Quite a few of our users have asked us what exactly we expect as kleenk types and up until now our answer was: anything. Indeed, a kleenk can represent anything from a simple citation, to a generalization of a result, to a review or a critique. We deliberately left researchers enter any type they want between two papers so that popular types can emerge and ontologies be created bottom up. However, a little guidance and standardization is always welcome. A great effort that has been made in studying the different type of relations between papers is the Open Citations Project. For a quick overview of the project we recommend this blog post. "The Open Citations Project is global in scope [...] and it aims to make it possible to publish bibliographic information in RDF and to make citations links as easy to traverse as Web links."

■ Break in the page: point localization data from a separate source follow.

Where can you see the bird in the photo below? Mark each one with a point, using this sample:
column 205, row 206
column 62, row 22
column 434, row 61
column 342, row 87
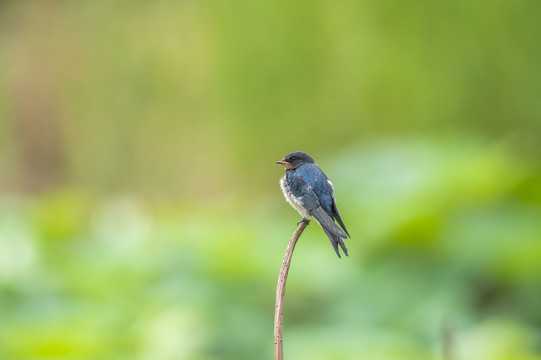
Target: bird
column 308, row 190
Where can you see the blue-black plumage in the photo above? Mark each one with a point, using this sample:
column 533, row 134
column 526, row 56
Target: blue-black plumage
column 309, row 191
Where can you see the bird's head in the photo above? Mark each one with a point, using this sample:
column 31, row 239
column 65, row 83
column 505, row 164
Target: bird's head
column 295, row 159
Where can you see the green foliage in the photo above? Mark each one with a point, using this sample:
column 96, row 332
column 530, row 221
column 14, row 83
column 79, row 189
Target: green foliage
column 140, row 215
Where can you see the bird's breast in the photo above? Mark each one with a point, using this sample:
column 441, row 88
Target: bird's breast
column 295, row 201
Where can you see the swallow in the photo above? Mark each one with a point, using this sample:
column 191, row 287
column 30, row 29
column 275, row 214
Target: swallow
column 308, row 190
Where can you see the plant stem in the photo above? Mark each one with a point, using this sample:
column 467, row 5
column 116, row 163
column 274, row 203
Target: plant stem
column 280, row 291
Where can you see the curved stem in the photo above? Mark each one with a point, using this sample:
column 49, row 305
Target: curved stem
column 280, row 291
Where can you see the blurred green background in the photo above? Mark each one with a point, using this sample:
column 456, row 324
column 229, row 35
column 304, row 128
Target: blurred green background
column 140, row 212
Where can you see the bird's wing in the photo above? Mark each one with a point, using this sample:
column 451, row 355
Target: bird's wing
column 335, row 241
column 327, row 222
column 337, row 216
column 311, row 203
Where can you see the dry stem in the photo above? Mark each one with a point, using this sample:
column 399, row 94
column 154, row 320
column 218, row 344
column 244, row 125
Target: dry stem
column 280, row 291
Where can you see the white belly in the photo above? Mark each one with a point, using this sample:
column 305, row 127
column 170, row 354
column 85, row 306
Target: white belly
column 293, row 201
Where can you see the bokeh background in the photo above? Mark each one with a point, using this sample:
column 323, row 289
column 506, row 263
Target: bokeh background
column 140, row 212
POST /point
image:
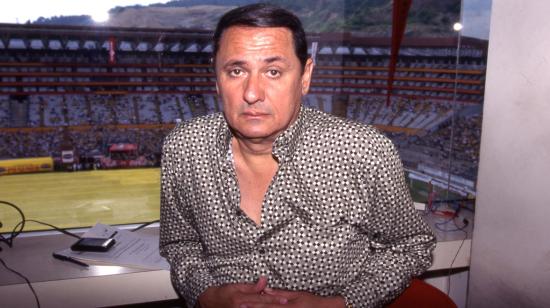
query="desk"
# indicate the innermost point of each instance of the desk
(59, 283)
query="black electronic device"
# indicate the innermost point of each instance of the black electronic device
(93, 244)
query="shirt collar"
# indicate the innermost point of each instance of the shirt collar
(283, 147)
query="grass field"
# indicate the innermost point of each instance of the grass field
(80, 199)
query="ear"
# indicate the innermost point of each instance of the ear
(306, 76)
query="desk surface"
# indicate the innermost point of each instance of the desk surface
(58, 282)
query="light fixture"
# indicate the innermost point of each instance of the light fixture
(457, 26)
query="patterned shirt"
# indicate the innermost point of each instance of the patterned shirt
(337, 218)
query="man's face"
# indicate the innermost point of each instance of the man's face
(259, 79)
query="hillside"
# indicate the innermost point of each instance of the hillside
(371, 17)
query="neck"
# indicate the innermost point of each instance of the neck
(252, 149)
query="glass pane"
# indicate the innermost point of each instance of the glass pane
(94, 102)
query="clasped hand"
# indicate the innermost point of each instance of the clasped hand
(258, 295)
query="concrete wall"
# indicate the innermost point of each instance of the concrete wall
(510, 264)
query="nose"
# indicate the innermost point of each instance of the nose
(253, 91)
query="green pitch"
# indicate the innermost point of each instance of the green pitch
(81, 199)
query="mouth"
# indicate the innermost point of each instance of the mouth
(254, 114)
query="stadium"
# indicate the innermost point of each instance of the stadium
(76, 98)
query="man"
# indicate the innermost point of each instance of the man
(272, 204)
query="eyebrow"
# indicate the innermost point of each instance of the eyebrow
(266, 60)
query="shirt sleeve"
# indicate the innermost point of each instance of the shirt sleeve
(400, 241)
(179, 241)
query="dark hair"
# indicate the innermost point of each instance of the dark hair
(264, 15)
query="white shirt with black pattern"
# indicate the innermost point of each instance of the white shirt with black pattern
(337, 218)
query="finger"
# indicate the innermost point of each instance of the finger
(256, 300)
(261, 284)
(282, 293)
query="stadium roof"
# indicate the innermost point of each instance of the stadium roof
(63, 37)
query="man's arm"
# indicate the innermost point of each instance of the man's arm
(402, 243)
(179, 241)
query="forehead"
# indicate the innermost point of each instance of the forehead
(248, 41)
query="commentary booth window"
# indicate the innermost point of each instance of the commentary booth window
(85, 103)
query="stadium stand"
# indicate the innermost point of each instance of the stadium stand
(63, 86)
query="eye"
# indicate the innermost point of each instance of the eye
(273, 73)
(236, 72)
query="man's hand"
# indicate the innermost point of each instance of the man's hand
(299, 299)
(240, 295)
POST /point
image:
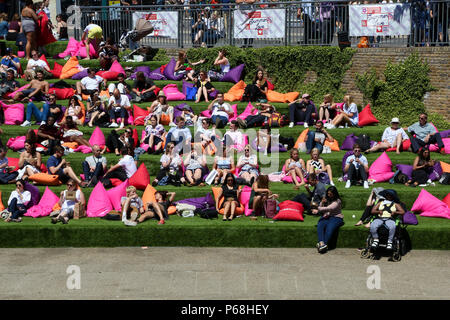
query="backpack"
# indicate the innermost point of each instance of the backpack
(364, 142)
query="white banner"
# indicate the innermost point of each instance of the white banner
(259, 24)
(380, 20)
(165, 23)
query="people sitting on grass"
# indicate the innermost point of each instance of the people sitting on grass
(385, 211)
(248, 166)
(56, 165)
(221, 111)
(94, 166)
(425, 134)
(143, 88)
(330, 209)
(348, 116)
(49, 135)
(6, 174)
(29, 161)
(312, 199)
(195, 164)
(301, 110)
(327, 109)
(392, 137)
(154, 136)
(295, 168)
(17, 202)
(357, 168)
(117, 109)
(91, 83)
(204, 88)
(123, 170)
(317, 165)
(68, 199)
(158, 210)
(230, 192)
(422, 166)
(36, 89)
(170, 170)
(35, 64)
(116, 141)
(316, 139)
(256, 91)
(223, 164)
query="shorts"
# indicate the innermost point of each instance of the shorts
(95, 33)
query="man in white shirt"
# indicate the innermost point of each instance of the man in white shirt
(393, 136)
(357, 167)
(117, 108)
(89, 84)
(221, 111)
(94, 166)
(123, 170)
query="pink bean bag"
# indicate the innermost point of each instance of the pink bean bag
(430, 206)
(16, 143)
(115, 194)
(14, 113)
(97, 137)
(381, 169)
(172, 93)
(98, 205)
(45, 205)
(249, 111)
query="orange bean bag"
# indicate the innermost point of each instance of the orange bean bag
(240, 210)
(45, 179)
(236, 92)
(273, 96)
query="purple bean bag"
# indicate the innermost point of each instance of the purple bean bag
(80, 75)
(200, 203)
(145, 69)
(234, 75)
(35, 195)
(169, 71)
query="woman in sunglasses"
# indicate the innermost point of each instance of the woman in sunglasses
(248, 166)
(17, 202)
(68, 199)
(230, 192)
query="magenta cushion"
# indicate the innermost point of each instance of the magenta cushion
(98, 205)
(381, 169)
(234, 75)
(430, 206)
(169, 71)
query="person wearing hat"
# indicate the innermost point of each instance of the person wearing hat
(392, 137)
(9, 61)
(301, 110)
(143, 88)
(161, 109)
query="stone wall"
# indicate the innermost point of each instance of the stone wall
(438, 59)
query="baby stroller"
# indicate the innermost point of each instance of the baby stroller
(399, 244)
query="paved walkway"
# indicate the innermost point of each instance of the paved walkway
(218, 273)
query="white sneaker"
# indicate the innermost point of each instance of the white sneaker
(26, 123)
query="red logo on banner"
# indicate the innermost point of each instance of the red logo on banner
(254, 14)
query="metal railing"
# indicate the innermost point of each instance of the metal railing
(317, 23)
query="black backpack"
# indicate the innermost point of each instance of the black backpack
(364, 142)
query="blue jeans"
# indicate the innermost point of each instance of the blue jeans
(39, 115)
(311, 144)
(327, 227)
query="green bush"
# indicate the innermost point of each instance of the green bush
(401, 92)
(287, 67)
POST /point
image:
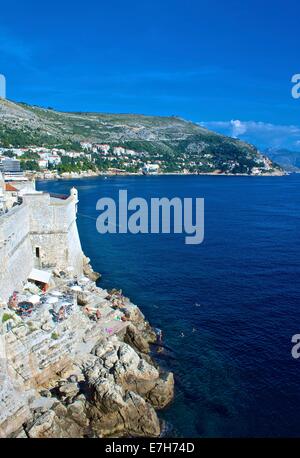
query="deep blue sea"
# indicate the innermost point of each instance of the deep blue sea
(235, 297)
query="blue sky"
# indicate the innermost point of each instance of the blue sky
(213, 62)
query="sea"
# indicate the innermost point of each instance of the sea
(228, 307)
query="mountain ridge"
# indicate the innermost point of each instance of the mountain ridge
(176, 143)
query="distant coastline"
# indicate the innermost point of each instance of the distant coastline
(74, 175)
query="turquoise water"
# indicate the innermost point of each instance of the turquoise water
(235, 297)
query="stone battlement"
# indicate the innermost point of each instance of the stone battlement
(42, 233)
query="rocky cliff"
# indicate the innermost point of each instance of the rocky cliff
(80, 376)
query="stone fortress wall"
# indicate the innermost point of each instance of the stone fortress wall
(41, 233)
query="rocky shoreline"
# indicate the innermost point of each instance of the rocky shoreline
(82, 376)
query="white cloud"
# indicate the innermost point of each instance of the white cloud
(261, 134)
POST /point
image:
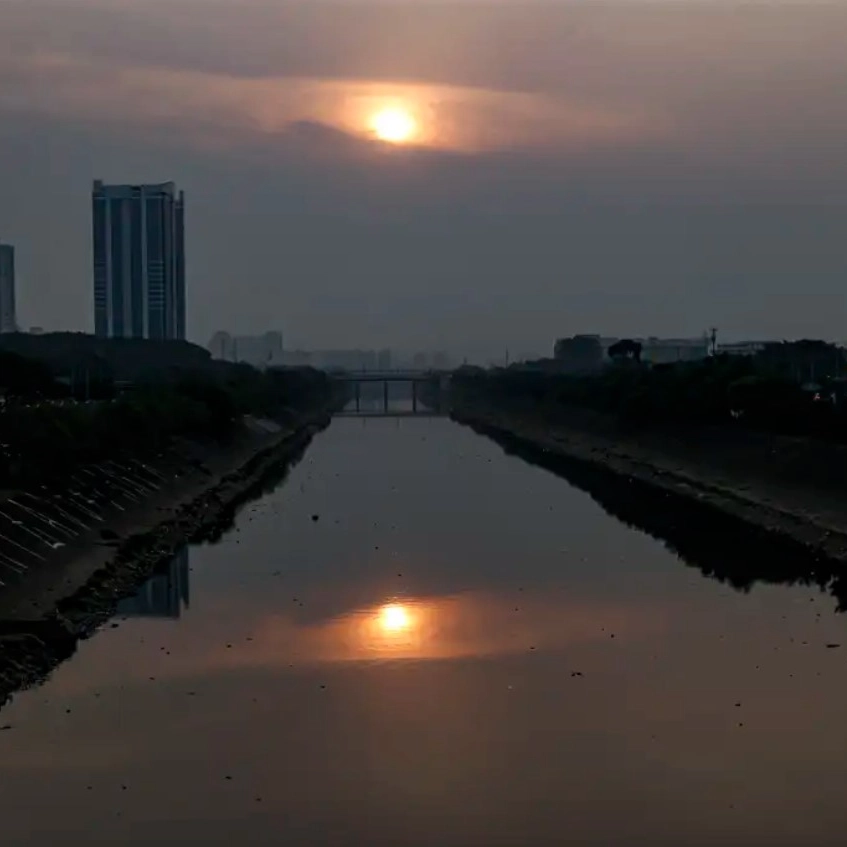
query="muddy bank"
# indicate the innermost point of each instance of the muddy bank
(46, 614)
(719, 544)
(814, 521)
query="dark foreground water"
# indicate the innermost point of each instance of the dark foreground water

One important part of the project is represented by the SPAR (Semantic Publishing and Referencing) ontologies. Among the eight proposed ontologies there is CiTO (Citation Typing Ontology) whose purpose is to characterize the nature of citations by defining a set of 67 types such as "agrees with", "disputes", "gives background to", "uses data from" or "supports". We believe that the types defined in this ontology are of great value as they describe the most general classes of relations between papers.

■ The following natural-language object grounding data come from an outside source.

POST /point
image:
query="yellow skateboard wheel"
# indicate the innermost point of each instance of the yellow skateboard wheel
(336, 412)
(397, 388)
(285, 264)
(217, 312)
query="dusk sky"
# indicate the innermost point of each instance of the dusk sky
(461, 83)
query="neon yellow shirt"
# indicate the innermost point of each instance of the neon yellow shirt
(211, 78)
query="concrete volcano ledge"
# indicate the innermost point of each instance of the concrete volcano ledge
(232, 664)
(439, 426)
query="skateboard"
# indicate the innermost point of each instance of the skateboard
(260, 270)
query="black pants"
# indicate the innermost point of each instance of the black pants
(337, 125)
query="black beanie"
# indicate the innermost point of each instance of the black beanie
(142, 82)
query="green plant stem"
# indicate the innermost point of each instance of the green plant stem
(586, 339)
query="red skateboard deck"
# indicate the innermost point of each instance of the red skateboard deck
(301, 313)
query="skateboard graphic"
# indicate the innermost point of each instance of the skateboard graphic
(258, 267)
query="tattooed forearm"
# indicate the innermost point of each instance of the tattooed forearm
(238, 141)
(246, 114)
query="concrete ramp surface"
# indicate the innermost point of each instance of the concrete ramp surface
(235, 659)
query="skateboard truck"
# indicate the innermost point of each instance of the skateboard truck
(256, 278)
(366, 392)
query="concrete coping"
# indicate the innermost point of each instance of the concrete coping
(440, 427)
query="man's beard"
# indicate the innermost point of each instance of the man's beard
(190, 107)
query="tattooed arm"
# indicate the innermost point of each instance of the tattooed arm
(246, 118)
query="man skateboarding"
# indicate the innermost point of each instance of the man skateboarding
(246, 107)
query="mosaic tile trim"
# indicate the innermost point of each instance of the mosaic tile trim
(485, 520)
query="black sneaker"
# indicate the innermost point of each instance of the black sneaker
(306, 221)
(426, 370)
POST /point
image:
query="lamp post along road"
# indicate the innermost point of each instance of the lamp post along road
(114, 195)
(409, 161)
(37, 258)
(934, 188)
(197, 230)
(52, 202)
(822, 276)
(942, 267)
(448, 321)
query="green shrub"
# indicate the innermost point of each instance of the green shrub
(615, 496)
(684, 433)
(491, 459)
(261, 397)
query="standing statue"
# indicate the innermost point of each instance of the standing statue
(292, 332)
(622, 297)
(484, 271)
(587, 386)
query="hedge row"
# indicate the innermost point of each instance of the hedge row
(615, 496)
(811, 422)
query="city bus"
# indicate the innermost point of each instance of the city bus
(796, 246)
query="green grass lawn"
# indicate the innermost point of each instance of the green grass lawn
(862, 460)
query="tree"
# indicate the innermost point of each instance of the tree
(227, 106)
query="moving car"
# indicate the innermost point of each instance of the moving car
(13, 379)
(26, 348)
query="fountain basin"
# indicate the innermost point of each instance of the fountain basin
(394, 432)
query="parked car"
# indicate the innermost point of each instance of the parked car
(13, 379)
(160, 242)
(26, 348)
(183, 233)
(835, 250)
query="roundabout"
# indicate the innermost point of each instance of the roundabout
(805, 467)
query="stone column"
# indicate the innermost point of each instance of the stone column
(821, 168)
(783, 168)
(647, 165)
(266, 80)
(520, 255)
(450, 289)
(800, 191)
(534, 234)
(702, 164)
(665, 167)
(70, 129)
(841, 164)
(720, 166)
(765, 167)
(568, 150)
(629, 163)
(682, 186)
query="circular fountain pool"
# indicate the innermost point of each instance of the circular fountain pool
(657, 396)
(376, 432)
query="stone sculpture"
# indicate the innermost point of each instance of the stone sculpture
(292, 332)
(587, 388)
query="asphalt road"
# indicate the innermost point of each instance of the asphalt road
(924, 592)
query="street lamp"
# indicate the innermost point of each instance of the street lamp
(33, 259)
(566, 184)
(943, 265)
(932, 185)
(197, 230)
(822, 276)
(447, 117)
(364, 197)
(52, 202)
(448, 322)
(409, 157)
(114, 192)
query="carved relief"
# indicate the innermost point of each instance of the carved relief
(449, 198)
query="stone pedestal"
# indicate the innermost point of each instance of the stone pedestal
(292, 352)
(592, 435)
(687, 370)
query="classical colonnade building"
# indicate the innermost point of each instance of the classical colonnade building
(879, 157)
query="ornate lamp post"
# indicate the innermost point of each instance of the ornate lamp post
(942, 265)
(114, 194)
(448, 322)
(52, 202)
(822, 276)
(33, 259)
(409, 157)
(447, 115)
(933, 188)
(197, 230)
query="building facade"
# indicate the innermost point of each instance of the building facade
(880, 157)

We are pleased to announce that KLEENK has now explicit support for CiTO types. Whenever a researcher creates a kleenk, they can choose the type from the list of predefined types, which corresponds to the types described in the CiTO ontology. Of course, they can always choose to enter a new type.
We believe that it is important for researchers to familiarize themselves with a set of kleenk types, understand them and use them accordingly. Integrating CiTO is just a first step towards our support for general ontologies describing types of relations between scientific papers. Also, domain specific ontologies will play a very important role in the types of kleenks and full support for such ontologies will be added in the near future.

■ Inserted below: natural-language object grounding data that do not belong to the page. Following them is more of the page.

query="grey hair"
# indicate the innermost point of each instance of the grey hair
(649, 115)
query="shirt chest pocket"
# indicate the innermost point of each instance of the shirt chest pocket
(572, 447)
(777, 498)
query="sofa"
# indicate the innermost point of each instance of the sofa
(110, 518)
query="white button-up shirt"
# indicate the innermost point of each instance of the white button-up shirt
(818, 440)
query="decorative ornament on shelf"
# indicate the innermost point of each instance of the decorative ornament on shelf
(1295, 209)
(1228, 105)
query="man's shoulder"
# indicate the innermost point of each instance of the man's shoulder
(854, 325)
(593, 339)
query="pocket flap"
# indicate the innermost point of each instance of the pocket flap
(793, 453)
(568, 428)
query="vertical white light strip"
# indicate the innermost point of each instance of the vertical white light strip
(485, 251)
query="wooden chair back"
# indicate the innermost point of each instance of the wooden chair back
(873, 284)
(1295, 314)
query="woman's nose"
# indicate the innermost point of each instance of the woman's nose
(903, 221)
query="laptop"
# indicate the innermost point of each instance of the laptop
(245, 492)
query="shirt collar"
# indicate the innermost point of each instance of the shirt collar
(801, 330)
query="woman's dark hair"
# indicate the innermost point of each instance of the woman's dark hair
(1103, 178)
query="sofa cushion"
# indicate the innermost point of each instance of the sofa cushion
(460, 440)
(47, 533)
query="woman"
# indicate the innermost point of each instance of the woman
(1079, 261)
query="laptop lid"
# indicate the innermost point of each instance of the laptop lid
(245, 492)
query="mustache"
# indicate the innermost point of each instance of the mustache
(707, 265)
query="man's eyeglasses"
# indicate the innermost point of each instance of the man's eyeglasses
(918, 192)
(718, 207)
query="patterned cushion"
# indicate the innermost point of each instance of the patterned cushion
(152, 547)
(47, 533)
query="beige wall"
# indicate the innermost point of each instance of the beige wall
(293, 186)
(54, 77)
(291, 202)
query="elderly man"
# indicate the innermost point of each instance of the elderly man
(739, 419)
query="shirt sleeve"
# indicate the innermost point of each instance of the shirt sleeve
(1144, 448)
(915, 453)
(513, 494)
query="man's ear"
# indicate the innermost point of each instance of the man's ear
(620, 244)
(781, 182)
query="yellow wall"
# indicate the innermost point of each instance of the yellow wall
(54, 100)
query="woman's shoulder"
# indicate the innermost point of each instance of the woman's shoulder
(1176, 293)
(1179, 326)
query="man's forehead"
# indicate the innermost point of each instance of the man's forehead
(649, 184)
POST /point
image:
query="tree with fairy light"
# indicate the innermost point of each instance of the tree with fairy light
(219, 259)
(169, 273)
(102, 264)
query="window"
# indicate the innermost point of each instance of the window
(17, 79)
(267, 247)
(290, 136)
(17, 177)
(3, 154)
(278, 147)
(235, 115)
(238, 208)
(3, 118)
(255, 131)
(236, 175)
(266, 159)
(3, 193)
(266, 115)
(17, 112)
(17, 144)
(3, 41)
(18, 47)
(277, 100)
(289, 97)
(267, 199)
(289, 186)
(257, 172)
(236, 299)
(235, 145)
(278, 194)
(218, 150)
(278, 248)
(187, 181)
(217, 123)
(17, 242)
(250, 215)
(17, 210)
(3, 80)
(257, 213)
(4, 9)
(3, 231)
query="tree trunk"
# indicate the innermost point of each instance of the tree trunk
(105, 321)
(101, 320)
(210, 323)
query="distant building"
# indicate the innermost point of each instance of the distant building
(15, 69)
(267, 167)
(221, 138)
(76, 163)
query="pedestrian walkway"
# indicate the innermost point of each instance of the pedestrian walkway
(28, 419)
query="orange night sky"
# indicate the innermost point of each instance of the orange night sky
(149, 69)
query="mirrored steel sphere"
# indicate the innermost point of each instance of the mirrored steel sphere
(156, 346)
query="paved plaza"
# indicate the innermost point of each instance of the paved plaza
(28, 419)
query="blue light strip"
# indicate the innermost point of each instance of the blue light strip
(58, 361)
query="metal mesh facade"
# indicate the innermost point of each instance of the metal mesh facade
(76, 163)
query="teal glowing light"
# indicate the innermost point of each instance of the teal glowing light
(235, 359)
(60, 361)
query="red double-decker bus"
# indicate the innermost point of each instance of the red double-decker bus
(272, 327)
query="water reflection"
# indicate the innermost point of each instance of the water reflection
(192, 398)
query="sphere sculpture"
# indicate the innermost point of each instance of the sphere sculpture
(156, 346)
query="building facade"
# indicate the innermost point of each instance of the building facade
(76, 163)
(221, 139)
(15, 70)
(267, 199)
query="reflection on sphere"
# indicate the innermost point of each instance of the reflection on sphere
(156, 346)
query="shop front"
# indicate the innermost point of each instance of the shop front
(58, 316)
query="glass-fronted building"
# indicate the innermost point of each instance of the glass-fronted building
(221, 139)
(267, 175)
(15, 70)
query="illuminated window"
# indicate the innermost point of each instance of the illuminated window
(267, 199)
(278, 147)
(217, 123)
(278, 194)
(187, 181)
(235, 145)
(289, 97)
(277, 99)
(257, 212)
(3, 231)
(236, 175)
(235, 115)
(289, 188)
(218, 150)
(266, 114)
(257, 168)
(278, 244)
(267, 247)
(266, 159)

We will close with a few words about the importance of using ontologies in the KLEENK platform. Kleenks are created by the research community and they belong to the research community to be explored, visualized and used in new ways. Soon we will release the first version of our API which will allow third party applications to integrate with and use kleenks. One very important aspect is providing kleenks as semantic data, in the form of RDF triples. Having kleenk types being part of standard ontologies such as CiTO will allow kleenks to be used by existing semantic web tools. We believe the KLEENK platform can help researchers create the missing semantic layer on top of the big web of scientific publications.